The word "to imply" has a very clear and technical meaning, and its use in everyday language matches the technical language (so long as we don't let the populace stomp the reason out, that is). Implication means that "if A, then B too". This means "if A, then always B too". It doesn't mean "when the weather's good" :)
There's no implication as stated, since here, A is "evaluation order optimizations" and B is "using different cores for different operands". And evaluation order optimizations almost never lead to use of different cores, although they may well lead to use of parallel execution units within a single pseudo-serial thread of execution. Modern CPUs already do a lot of parallelization automatically, and a good code generator can really allow the parallel execution units to shine (ahem, get hot).
Now, if what you ask is whether the operands could be evaluated on separate cores: in general - NO. Such transformation would require that the operands are mutually thread-safe, i.e. that they cannot, ever, in any circumstances, modify shared state, since that's clear undefined behavior.
Compilers can in - in limited circumstances - prove that the operands in fact don't modify shared state. They have to do such "reasoning" to do everyday optimizations. Alias analysis is one example of this. That's a positive.
Given the cost of multi-thread dispatch, the evaluation of the operands would require a substantial amount of work to be worth dispatching to worker threads. So, the compiler would need to "prove" that the amount of work to be parallelized is such that the overheads of parallelization won't dwarf the benefits.
The compiler could - in very limited circumstances - prove that mutual exclusion could be added to protect the shared modified state, without introducing deadlocks. Thus, it could add mutexes "on the fly". In practice, those would be spinlocks, as worker dispatch threads shouldn't be stalled (blocked).
Given the overhead of synchronization, the compiler would also need to show that the synchronization is infrequent enough that its overhead would be acceptable.
Doing all of the above well enough to be worth the trouble is still somewhat beyond the means of any single existing production compiler, and is subject of intensive research. There are proofs-of-concept, but nothing in everyday use. This might change quickly, though.

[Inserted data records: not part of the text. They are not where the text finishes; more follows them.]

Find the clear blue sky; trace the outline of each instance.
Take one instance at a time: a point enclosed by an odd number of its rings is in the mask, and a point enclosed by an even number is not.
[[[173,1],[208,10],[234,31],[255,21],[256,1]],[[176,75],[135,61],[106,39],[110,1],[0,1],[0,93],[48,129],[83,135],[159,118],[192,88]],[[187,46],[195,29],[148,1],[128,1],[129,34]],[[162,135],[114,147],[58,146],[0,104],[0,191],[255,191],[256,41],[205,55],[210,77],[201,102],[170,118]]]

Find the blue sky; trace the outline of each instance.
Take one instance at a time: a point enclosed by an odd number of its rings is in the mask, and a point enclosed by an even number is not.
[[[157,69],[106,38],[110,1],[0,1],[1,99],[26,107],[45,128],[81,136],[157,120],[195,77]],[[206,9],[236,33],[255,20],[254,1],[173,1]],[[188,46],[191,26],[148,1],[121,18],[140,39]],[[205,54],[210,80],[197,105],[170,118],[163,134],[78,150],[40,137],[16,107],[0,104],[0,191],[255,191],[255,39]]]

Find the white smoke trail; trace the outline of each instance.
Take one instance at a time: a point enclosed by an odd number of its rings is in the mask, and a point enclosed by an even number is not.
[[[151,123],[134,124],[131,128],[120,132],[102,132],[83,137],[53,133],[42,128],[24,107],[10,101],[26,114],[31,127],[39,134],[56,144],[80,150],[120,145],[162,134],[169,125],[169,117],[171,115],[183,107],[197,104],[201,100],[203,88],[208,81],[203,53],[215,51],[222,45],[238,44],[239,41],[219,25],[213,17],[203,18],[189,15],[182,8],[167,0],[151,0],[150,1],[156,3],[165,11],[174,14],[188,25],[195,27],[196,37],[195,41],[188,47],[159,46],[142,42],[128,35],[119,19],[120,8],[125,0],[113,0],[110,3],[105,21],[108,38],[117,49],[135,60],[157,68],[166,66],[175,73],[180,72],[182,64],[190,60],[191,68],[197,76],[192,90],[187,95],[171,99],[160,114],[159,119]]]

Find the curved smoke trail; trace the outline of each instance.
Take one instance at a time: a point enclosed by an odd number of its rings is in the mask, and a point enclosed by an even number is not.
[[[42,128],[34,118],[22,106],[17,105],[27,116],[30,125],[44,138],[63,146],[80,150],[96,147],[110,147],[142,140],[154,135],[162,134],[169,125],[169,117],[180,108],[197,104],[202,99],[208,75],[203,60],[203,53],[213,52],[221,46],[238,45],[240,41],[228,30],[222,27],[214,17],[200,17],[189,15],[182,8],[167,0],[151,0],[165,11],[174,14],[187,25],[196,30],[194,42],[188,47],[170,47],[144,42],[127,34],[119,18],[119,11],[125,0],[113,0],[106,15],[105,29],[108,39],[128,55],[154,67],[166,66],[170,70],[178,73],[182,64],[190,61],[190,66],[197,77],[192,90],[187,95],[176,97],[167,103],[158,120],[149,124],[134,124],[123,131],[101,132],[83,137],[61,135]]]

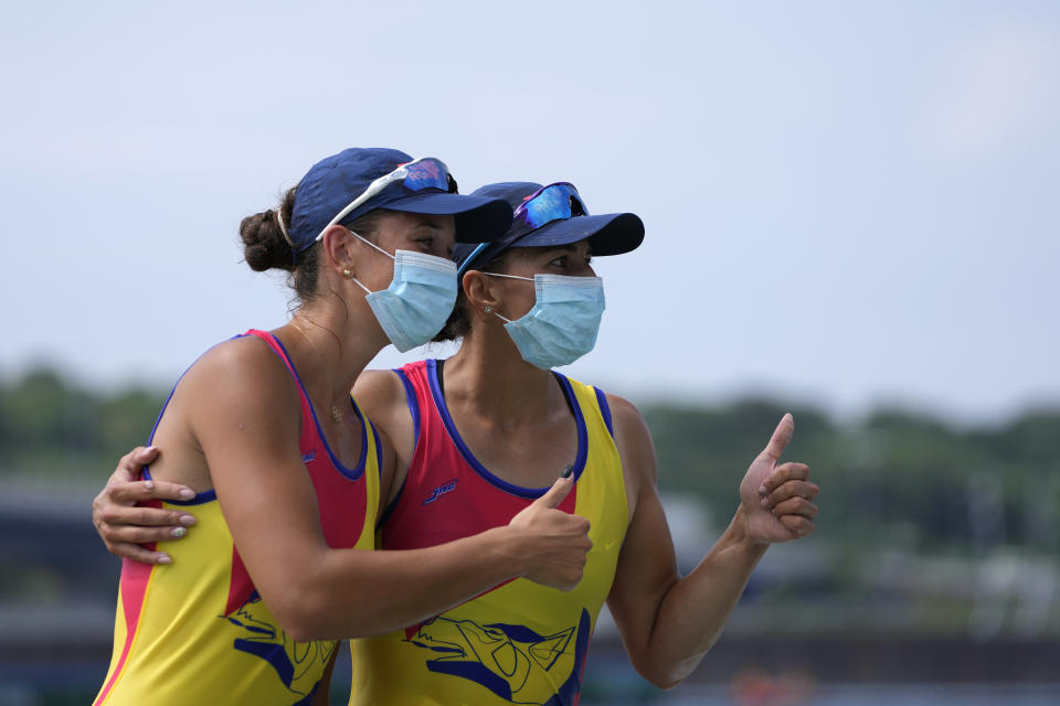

So - at the moment (mid-2020) - the answer is still NO, in practice.
Alas, we really got distracted from the real reason the evaluation order is undefined: it provides the compiler with opportunities to generate better code. Better "serial" code, that is. But this is not quite so: the "serial" code that runs on a single CPU thread is still using parallel execution units. So, in practice, the compiler can and does indeed parallelize the "serial" code - it's just done without involving multiple threads. Reordering of evaluation enables other optimizations that reduce register pressure, improve utilization of the CPU's execution units through better instruction scheduling and vectorization of code, reduce impact of data dependencies, etc.